La référence régulière à cette récession nécessite un petit retour en arrière. Sans revenir sur les similitudes entre la crise actuelle et la Grande Dépression1, il semble toutefois utile de rappeler le plongeon des économies au début des années 30. Ainsi, le PIB américain a reculé d’environ 30 % sur la période 1930-1933, et même de 50 % en termes nominaux, étant donnée la déflation subie à l’époque. Toutefois, dans un deuxième temps, la mise en place d’une politique économique beaucoup plus accommodante, dans le cadre du New Deal de F.D. Roosevelt, a favorisé un rebond impressionnant de l’activité entre 1934 et 1936 (+ 11 % annuel en moyenne !).

Ensuite, le durcissement de la politique économique (excédent public en 1937 et 1938, doublement du taux de réserve des banques auprès de la Fed, forte hausse du taux directeur réel suite à un retour de la déflation…) a entrainé une nouvelle récession en 1937-38, presque une décennie après le choc initial.
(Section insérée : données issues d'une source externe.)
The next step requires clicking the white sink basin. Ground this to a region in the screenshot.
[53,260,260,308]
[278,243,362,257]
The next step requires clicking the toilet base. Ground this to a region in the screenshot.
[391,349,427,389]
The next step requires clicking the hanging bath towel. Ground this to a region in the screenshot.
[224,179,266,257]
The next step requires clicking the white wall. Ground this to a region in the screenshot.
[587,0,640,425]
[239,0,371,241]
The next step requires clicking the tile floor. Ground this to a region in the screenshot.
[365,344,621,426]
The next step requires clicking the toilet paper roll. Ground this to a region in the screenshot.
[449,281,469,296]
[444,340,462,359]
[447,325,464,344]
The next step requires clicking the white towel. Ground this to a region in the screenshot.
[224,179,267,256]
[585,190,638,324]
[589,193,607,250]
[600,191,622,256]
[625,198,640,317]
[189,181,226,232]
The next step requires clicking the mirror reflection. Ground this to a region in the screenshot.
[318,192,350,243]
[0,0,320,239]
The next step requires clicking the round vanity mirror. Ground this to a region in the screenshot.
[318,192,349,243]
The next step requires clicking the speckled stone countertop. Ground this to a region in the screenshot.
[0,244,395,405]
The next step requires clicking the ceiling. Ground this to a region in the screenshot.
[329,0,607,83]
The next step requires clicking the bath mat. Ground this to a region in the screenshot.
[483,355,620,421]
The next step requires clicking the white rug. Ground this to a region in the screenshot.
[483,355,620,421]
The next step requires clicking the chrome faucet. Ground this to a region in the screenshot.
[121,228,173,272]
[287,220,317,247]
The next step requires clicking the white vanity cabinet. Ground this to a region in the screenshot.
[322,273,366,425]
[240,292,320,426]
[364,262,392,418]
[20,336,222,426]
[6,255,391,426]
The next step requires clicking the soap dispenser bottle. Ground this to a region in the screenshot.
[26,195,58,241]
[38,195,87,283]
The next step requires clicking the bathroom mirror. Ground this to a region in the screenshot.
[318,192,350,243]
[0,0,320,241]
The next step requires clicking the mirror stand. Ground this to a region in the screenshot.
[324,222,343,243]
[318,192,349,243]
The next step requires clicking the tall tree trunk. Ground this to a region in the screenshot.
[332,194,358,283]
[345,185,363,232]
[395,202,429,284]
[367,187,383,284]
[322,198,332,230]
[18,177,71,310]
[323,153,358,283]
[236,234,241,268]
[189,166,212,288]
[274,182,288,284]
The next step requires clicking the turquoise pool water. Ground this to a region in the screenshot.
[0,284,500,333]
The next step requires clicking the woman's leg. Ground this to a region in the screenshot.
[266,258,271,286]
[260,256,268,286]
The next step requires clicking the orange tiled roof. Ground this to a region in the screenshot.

Il faut néanmoins noter que certains auteurs2 estiment que d’autres facteurs ont pu jouer un rôle au moins aussi important dans cette rechute de l’activité : spéculation sur les matières premières, modification des règles régissant le marché du travail, incertitudes liées au New Deal qui auraient pu générer la chute des investissements…Bref, parmi les économistes, il n’y pas de réel consensus concernant les origines de la récession de 1937-38. Si tout le monde s’accorde à reconnaitre qu’une réponse trop tardive et trop graduelle prolonge la durée des crises (voir l’exemple japonais, dans les années 90), pour autant, l’idée qu’une stratégie de sortie de crise hâtive pourrait replonger l’économie dans le marasme mérite encore d’être discutée.
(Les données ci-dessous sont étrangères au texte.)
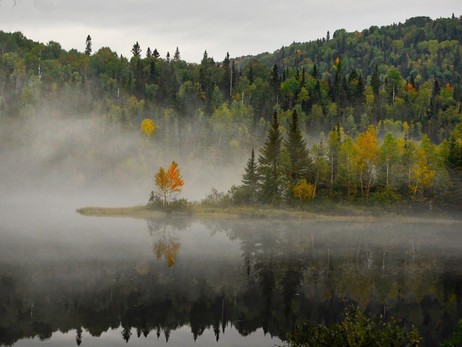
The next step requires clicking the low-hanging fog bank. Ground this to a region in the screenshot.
[0,110,246,206]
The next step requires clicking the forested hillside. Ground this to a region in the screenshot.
[0,16,462,207]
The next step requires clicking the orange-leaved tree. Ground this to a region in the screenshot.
[140,118,157,137]
[155,161,184,206]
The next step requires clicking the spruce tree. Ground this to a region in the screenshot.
[241,148,258,204]
[284,110,311,185]
[85,35,91,55]
[132,41,141,58]
[258,111,282,204]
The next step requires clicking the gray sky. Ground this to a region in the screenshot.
[0,0,462,62]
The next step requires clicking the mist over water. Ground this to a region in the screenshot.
[0,112,462,346]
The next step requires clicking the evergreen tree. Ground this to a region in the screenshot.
[284,110,311,185]
[152,48,160,59]
[258,111,282,204]
[173,47,181,61]
[371,65,380,98]
[85,35,91,55]
[132,41,141,58]
[241,148,258,204]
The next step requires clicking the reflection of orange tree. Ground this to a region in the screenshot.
[148,219,185,267]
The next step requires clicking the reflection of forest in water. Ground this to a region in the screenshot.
[0,219,462,344]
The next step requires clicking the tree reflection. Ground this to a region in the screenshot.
[147,218,187,267]
[0,218,462,345]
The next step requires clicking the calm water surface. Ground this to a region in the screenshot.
[0,198,462,346]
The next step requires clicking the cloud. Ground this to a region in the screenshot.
[0,0,462,62]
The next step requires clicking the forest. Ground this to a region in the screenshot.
[0,15,462,206]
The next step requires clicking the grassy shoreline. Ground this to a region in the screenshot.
[77,204,462,224]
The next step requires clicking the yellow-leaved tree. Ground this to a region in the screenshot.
[140,118,157,137]
[155,161,184,206]
[354,125,380,199]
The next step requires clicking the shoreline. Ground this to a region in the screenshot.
[76,205,462,224]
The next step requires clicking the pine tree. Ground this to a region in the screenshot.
[241,148,258,204]
[284,110,311,185]
[258,111,282,204]
[173,47,181,61]
[152,48,160,59]
[371,65,380,97]
[132,41,141,58]
[85,35,91,55]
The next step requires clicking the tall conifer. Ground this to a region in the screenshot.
[258,111,282,204]
[242,148,258,204]
[284,110,311,185]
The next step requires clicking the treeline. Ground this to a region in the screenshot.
[233,110,462,207]
[0,16,462,160]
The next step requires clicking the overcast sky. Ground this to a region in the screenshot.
[0,0,462,62]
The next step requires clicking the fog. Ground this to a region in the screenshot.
[0,108,462,346]
[0,104,246,211]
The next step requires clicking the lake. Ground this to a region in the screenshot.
[0,196,462,346]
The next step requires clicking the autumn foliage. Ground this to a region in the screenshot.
[140,118,157,137]
[155,161,184,206]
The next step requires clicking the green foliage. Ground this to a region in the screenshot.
[258,112,282,204]
[441,319,462,347]
[288,307,422,347]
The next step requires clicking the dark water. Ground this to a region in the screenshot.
[0,199,462,346]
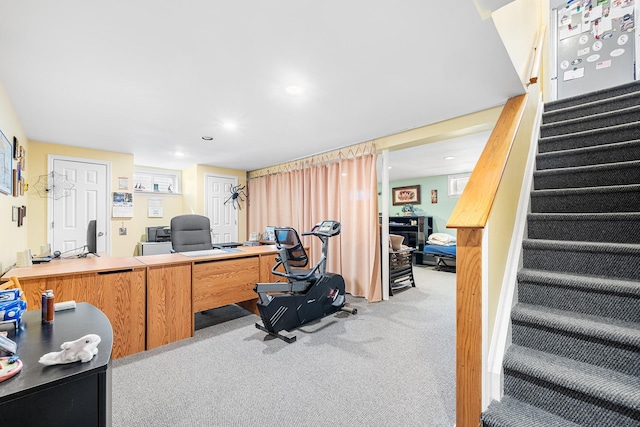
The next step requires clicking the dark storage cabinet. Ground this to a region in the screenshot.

A ce titre, la première question qui vient à l’esprit3 est : « est-il actuellement possible de maintenir des politiques budgétaires aussi accommodantes ? ». D’une part, l’épargne abondante au niveau mondial et le désendettement du secteur privé dans les pays de l’OCDE évitent de voir apparaître un effet d’éviction sur l’investissement privé. D’autre part, la monétisation des dettes publiques par les banques centrales (occidentales et émergentes) empêche une hausse des taux d’intérêt, rendant ainsi l’endettement public très peu couteux4.
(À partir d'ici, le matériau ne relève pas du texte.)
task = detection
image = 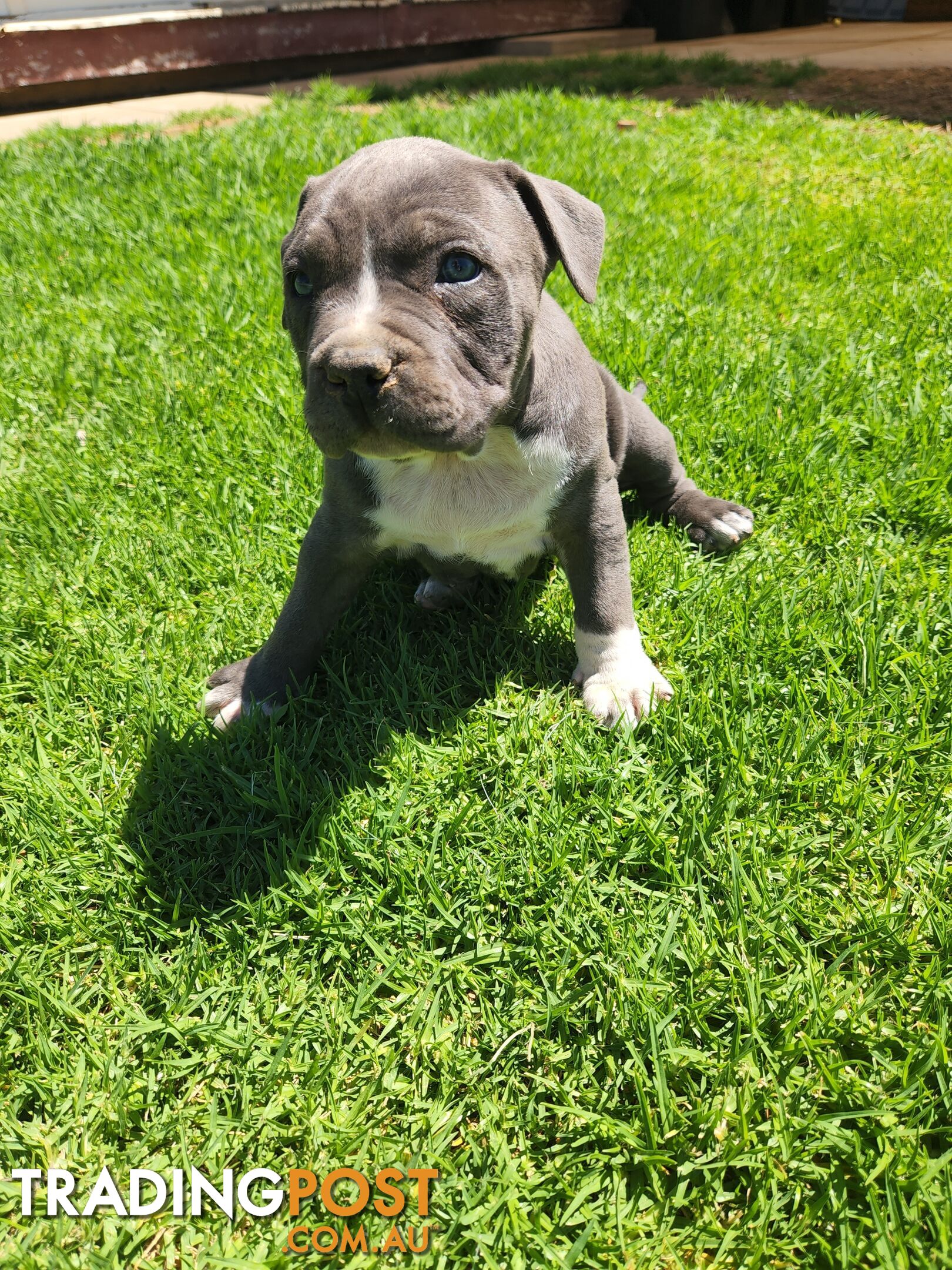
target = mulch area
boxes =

Enfin, la forte hausse des taux dans certains pays du Sud de l’Europe est due à une attaque spéculative, et pas à une réelle difficulté générale à financer les déficits. Bref, un maintien des politiques budgétaires à des niveaux très accommodants paraît aujourd’hui possible. Est-il pour autant souhaitable5 ? A court terme, il semble difficile de soutenir l’option inverse… En effet, comme on a pu l’observer lors de la phase de convergence vers l’Union monétaire, après la récession de 1992-1993, une baisse trop rapide des déficits publics, dans un contexte de désendettement du secteur privé et de maintien du taux d’épargne des ménages à des sommets, conduirait à un affaiblissement supplémentaire de la demande avec, pour conséquence, un chômage élevé et un excès d’épargne à l’intérieur de la zone euro. Bref, même si l’objectif de crédibilité budgétaire doit impérativement rester dans l’esprit des décideurs politiques (d’autant plus que la dette publique avant la crise était bien plus élevée qu’avant les crises précédentes), ces derniers doivent avoir conscience de l’impact qu’une politique trop ambitieuse en termes de réduction des déficits aurait sur l’activité…

NOTES

  1. Cf. Bourgeois A (2009), « Edito : quelques leçons de la crise de 1929… », Eco Hebdo n°28, Natixis.
  2. Cf. van den Noord P. (2010), « Exit strategy: is 1937/38 relevant? », ECFIN Economic Brief n°7, Commission européenne.
  3. Cf. Artus P. (2010), « Est-il vraiment impossible de maintenir les politiques expansionnistes plus longtemps ? », Flash n°64.
  4. Les taux 10 ans français atteignent 3,60 % en moyenne sur les quinze derniers mois, contre 5,85 % sur la période 1990-2007…
  5. Cf. Artus P. (2010), « Que se passera-t-il si les déficits publics sont effectivement réduits très rapidement ? », Flash n°66, Natixis.